La tuberculosis sigue siendo un desafío de salud pública en Chile y en el continente. En el marco de la conmemoración del Día Mundial de la Tuberculosis, organismos internacionales y especialistas han reiterado la importancia de la atención primaria en la prevención, detección temprana y tratamiento oportuno de esta enfermedad infecciosa, que continúa afectando a miles de personas cada año.
Según la Organización Panamericana de la Salud, en la Región de las Américas se estima que 350 mil personas enfermaron de tuberculosis en 2024 y cerca de 30 mil fallecieron por esta causa. Del total de muertes, aproximadamente un 29% se atribuyó a la coinfección tuberculosis/VIH, lo que mantiene en alerta a los sistemas de salud de la región.
En Chile, la situación también requiere vigilancia. De acuerdo con el Ministerio de Salud, durante 2024 la tasa de mortalidad específica por tuberculosis fue de 1,46 por cada 100 mil habitantes. El informe oficial también muestra que la incidencia aumenta con la edad en ambos sexos y que, desde los 20 años, las tasas son más altas en hombres que en mujeres.
La académica de la Escuela de Enfermería de la Universidad de Talca, María Victoria Ramírez, explicó que la tuberculosis es una enfermedad infecciosa causada por el bacilo de Koch, una bacteria que afecta principalmente a los pulmones, aunque también puede comprometer otras partes del cuerpo, como los riñones, el cerebro o la columna vertebral.
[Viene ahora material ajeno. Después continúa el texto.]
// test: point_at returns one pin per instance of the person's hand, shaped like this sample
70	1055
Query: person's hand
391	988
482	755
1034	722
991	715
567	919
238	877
Además, advirtió que entre los grupos más vulnerables se encuentran personas mayores, pacientes con VIH, diabetes, consumo problemático de alcohol o drogas, así como población migrante y otros grupos expuestos a condiciones de mayor fragilidad social.
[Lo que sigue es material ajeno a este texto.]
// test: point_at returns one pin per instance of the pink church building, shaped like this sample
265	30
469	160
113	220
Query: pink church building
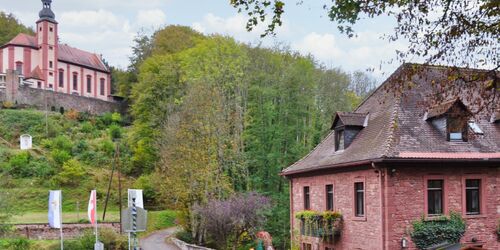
44	63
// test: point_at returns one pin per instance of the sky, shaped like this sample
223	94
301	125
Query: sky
108	27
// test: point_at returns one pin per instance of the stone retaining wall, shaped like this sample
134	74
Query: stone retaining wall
70	230
24	96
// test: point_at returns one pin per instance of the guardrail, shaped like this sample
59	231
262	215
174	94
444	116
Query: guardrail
185	246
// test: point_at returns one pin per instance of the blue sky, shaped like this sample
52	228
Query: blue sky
108	27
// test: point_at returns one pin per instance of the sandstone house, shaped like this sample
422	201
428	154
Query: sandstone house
426	143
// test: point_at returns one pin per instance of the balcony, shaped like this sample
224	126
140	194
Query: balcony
325	225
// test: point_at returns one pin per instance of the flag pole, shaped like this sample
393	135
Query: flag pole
95	216
60	216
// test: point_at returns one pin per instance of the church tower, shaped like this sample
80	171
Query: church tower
47	39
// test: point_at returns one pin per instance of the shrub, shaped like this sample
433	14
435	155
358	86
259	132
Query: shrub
116	118
443	229
62	142
19	244
72	173
107	147
80	147
60	156
17	165
115	131
7	105
72	114
225	221
87	128
185	236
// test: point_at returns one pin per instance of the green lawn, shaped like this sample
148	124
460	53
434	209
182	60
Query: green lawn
68	217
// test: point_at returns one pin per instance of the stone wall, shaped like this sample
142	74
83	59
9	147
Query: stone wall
70	230
25	96
357	232
394	198
406	201
54	101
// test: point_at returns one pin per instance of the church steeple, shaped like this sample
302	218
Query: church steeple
46	13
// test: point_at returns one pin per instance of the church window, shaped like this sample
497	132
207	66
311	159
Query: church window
102	86
89	84
61	78
75	81
19	68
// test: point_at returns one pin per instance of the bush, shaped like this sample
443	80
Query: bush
185	236
115	132
72	114
80	147
71	175
110	239
62	143
443	229
18	165
60	156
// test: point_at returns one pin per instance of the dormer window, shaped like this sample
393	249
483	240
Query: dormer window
347	125
339	140
456	128
452	119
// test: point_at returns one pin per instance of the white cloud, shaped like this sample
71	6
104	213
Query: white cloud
322	46
236	27
151	18
90	19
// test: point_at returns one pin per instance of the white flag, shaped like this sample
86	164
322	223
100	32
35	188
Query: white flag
137	195
55	199
92	210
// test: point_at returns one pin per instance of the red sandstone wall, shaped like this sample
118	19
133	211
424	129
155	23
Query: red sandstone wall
356	234
406	196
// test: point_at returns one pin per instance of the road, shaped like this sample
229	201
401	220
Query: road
156	240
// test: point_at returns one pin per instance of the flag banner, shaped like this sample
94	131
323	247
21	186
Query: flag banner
55	199
92	207
137	194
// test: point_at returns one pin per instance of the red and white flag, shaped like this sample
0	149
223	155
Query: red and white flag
92	211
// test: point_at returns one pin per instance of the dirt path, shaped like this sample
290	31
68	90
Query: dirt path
156	240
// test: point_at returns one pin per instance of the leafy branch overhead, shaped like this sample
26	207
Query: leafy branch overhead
438	30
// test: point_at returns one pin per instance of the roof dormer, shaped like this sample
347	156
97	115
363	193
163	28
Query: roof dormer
495	118
347	125
451	118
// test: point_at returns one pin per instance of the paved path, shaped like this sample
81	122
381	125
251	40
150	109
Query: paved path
156	240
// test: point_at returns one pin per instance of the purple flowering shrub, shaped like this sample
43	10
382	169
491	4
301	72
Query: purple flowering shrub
226	221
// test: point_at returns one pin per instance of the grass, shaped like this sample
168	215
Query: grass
158	220
68	217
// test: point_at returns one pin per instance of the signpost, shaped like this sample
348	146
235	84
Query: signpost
26	142
134	218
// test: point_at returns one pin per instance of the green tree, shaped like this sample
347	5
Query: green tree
11	27
440	31
173	39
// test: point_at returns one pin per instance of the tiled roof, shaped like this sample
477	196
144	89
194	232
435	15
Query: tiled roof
66	53
441	108
396	124
350	118
77	56
36	74
434	155
24	40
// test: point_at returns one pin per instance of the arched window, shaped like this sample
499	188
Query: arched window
75	81
19	68
102	86
89	84
61	78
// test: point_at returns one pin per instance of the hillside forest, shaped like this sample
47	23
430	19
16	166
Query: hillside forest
210	118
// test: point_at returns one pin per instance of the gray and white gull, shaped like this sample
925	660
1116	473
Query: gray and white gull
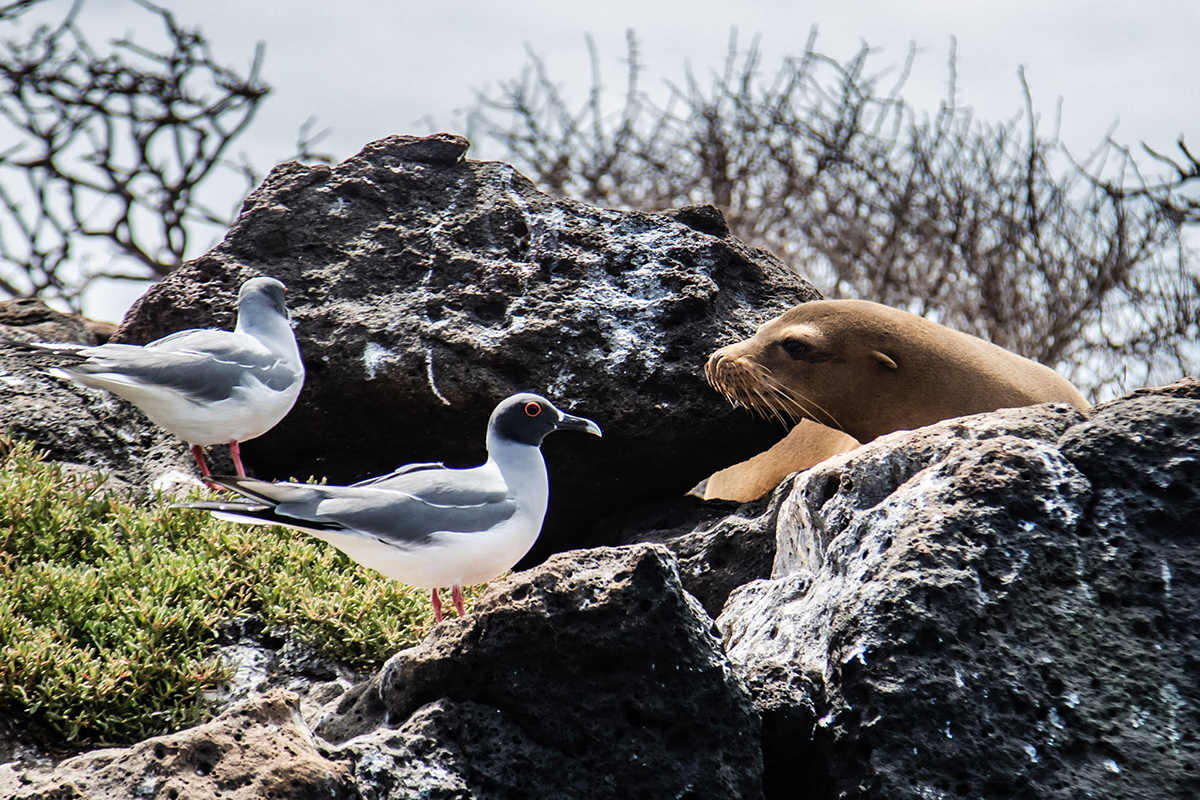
207	386
425	524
Respecto a la forma de transmisión, la tuberculosis se contagia por vía aérea. Es decir, cuando una persona con tuberculosis pulmonar tose, estornuda o escupe, libera partículas al ambiente que pueden ser inhaladas por otras personas. El Ministerio de Salud agrega que estos bacilos pueden permanecer suspendidos en el aire durante varias horas, lo que aumenta el riesgo de contagio en espacios cerrados o poco ventilados.
Entre los síntomas más frecuentes se encuentran la tos persistente, especialmente si se mantiene por dos semanas o más, la presencia de flema o sangre, dolor torácico, fiebre, sudoración nocturna, cansancio, pérdida de apetito y baja de peso. Los especialistas advierten que, en muchos casos, los síntomas pueden ser leves al inicio y extenderse durante meses, lo que facilita la transmisión si no existe un diagnóstico a tiempo.
En materia de prevención, Chile mantiene la vacunación con BCG al nacer, aplicada en recintos hospitalarios. La normativa técnica del Minsal también establece la inmunización para menores de 4 años que viven en el país y no hayan sido vacunados previamente, incluidos niños nacidos en el extranjero que cumplan con los criterios definidos por la autoridad sanitaria.
Pese a su gravedad, la tuberculosis es una enfermedad prevenible y curable con tratamiento adecuado. Por ello, expertos insisten en acudir a un centro de salud ante síntomas respiratorios persistentes, sobre todo en pacientes con enfermedades crónicas o factores de riesgo. La detección precoz no solo mejora las posibilidades de recuperación, sino que también permite frenar la propagación de una enfermedad que sigue presente y que requiere respuesta oportuna desde la atención primaria.